IEquatable and LINQ

We’ve seen how to define a custom equality tester for use in the LINQ GroupBy() command, allowing us to specify when two elements of a sequence should be placed in the same group. There’s a deeper issue here which merits some examination. The documentation for GroupBy() says that if no custom equality tester is specified, or if null is passed in for such a tester, then the default equality comparer ‘Default’ is used to compare keys. What does that mean?
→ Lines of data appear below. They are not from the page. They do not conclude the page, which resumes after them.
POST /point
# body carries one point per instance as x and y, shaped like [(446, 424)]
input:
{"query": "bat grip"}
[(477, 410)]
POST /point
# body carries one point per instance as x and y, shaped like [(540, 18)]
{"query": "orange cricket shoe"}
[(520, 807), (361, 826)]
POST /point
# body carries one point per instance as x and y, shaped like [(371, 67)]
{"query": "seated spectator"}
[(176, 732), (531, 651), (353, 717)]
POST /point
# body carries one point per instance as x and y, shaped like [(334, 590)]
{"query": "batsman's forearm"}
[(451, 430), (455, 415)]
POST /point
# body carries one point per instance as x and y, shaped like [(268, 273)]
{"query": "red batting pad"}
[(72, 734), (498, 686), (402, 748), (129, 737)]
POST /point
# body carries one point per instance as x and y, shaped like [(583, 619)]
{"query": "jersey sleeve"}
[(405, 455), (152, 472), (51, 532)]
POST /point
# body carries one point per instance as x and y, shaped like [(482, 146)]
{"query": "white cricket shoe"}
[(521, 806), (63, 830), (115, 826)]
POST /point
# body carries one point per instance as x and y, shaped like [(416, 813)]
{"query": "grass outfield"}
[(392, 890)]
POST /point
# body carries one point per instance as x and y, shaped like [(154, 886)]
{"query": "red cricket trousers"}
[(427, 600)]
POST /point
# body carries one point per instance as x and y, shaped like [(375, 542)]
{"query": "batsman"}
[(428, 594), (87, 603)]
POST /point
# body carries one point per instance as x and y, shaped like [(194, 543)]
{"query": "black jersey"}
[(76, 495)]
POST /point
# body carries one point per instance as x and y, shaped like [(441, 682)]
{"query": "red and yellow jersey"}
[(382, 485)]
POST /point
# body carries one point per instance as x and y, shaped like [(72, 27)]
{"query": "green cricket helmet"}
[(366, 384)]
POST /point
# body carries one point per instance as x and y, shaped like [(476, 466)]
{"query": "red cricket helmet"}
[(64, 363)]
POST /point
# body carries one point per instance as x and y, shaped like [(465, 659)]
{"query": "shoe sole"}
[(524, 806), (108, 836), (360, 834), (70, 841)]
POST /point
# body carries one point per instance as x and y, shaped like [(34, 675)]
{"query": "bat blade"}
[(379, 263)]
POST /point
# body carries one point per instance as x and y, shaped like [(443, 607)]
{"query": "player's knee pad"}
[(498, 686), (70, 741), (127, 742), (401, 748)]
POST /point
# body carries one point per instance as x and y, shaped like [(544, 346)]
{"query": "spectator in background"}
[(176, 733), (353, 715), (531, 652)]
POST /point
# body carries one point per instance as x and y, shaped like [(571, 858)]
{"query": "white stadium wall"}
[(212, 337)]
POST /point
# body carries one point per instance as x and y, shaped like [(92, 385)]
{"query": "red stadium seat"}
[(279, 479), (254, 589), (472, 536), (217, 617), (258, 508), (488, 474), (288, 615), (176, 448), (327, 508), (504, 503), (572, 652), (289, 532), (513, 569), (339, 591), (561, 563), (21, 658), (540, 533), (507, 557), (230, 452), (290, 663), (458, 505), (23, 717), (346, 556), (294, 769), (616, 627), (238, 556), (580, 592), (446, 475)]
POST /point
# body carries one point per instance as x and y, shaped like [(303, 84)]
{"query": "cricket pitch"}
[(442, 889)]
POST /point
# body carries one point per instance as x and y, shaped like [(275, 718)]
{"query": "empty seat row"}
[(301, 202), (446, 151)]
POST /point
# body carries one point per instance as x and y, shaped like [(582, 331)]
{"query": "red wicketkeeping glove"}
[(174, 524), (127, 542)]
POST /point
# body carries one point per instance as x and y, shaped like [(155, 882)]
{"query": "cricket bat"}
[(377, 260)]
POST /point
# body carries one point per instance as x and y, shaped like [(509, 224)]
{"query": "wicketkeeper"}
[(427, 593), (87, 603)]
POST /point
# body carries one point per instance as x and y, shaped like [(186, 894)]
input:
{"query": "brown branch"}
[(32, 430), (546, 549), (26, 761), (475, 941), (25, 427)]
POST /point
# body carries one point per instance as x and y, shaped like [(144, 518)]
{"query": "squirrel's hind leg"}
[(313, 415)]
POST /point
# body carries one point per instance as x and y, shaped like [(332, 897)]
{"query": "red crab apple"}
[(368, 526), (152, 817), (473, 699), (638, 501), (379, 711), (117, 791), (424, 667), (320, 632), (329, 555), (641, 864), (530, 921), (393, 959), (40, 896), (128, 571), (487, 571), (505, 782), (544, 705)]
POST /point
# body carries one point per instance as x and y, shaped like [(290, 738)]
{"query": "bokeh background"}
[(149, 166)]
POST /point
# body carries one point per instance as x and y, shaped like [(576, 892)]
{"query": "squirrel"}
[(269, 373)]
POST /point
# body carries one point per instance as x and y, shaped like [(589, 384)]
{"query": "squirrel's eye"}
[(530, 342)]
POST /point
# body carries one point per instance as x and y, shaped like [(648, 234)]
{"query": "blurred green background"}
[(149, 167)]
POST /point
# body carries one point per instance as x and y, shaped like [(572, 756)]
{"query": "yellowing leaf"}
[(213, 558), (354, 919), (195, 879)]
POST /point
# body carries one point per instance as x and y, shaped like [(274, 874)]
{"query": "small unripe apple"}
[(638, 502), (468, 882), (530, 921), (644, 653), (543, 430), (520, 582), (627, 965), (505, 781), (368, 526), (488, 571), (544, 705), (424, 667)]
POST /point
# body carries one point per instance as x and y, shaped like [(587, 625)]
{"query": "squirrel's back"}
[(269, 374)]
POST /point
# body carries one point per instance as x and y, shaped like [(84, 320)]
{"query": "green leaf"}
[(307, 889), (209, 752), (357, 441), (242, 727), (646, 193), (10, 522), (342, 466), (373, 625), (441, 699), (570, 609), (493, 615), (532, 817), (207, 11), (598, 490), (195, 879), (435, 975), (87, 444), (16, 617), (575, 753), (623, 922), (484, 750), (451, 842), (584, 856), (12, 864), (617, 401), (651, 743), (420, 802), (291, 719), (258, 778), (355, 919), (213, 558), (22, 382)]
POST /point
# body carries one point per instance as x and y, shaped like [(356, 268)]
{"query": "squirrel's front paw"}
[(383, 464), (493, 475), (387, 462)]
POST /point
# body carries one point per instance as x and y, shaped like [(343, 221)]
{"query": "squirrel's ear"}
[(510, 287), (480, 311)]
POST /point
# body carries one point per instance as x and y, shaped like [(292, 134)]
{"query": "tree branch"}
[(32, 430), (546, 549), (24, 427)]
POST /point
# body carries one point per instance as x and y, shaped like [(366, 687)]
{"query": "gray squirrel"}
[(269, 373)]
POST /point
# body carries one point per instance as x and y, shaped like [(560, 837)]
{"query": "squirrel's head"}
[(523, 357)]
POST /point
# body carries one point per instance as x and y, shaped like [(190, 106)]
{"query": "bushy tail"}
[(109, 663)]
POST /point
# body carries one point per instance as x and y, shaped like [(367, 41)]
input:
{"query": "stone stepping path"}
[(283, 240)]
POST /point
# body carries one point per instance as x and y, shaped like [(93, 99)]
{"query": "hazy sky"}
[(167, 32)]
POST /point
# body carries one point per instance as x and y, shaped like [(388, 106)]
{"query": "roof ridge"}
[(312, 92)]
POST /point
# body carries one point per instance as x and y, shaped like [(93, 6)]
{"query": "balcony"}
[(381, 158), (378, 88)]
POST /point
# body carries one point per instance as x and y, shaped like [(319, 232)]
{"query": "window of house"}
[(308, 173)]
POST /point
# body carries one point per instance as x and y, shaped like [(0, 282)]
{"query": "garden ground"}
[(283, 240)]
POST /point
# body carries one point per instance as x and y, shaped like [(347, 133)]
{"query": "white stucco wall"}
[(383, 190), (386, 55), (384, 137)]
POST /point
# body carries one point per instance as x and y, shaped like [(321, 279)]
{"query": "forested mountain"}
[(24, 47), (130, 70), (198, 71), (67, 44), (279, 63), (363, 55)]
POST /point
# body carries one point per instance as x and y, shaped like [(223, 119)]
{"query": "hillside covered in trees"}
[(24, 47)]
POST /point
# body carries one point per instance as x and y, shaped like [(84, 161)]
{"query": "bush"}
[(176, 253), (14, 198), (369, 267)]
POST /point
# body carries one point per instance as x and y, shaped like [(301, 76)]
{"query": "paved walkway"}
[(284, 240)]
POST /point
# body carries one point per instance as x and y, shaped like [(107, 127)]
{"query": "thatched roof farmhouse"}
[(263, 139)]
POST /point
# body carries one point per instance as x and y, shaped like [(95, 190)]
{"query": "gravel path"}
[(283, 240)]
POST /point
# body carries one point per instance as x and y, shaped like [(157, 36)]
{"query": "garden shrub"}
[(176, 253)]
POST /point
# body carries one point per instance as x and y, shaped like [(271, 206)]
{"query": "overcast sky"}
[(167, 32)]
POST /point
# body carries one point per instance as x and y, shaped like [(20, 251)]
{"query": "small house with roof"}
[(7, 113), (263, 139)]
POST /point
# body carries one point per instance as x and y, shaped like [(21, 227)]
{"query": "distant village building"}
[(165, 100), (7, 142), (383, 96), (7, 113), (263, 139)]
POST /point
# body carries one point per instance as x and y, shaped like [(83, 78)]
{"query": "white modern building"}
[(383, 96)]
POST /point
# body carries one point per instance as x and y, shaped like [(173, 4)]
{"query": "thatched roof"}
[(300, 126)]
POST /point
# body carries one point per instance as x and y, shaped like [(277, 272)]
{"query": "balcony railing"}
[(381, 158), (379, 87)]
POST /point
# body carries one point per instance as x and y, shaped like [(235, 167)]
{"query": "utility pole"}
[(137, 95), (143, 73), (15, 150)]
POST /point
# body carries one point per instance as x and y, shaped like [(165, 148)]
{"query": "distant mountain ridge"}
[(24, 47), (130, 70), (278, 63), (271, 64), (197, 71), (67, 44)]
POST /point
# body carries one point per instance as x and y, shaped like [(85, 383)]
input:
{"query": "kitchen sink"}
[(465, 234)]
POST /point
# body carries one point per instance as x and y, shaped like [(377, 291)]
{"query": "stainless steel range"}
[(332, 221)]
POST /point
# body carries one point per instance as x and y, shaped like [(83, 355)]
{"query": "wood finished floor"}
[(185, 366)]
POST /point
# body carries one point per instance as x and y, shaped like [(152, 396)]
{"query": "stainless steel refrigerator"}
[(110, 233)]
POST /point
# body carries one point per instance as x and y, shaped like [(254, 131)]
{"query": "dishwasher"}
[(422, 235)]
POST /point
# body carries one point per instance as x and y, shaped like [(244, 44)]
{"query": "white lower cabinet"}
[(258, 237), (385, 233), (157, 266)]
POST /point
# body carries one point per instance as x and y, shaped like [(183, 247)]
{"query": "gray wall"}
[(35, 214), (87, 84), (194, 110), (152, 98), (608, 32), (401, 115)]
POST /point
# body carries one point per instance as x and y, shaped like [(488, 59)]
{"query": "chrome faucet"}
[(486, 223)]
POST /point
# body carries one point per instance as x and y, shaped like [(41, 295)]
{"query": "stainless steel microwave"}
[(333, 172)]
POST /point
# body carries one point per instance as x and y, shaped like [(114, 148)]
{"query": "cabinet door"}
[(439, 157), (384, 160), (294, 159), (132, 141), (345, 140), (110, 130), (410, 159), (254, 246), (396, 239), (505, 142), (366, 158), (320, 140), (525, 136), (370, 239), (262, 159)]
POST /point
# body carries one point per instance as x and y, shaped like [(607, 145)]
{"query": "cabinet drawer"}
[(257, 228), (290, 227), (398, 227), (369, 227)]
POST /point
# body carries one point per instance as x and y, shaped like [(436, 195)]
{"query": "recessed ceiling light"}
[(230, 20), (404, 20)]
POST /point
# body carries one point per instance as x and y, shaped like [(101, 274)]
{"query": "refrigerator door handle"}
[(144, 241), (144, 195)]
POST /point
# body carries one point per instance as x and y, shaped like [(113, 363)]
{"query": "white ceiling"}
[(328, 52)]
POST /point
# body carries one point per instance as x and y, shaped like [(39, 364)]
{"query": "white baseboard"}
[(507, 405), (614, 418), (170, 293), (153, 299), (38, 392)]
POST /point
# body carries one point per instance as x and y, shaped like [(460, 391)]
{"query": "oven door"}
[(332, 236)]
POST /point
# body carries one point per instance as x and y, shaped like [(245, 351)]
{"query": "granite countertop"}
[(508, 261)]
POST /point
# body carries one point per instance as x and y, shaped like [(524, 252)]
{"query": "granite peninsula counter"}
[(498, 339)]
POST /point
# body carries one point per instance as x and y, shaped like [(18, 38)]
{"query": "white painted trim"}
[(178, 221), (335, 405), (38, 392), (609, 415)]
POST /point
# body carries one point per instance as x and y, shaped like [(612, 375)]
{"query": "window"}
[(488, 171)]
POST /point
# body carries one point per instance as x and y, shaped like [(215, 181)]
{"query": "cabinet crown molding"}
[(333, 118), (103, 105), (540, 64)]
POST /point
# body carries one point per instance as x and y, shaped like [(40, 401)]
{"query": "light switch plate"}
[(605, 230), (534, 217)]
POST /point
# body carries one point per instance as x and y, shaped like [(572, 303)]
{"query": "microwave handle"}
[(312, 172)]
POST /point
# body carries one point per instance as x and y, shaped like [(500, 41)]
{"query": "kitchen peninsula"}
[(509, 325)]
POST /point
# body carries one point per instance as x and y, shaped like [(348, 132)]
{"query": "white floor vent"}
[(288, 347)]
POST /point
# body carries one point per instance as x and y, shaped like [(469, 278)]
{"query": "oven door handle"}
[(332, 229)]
This ‘Default’ is a property of the EqualityComparer<T> generic type which provides a way of building equality testing into the class T rather than writing a separate class which implements the IEqualityComparer interface. To use Default, our class T must implement the IEquatable<T> interface, which requires us to write a single method Equals(T). As you might guess, this method provides an equality test between the calling object and the argument to Equals(T).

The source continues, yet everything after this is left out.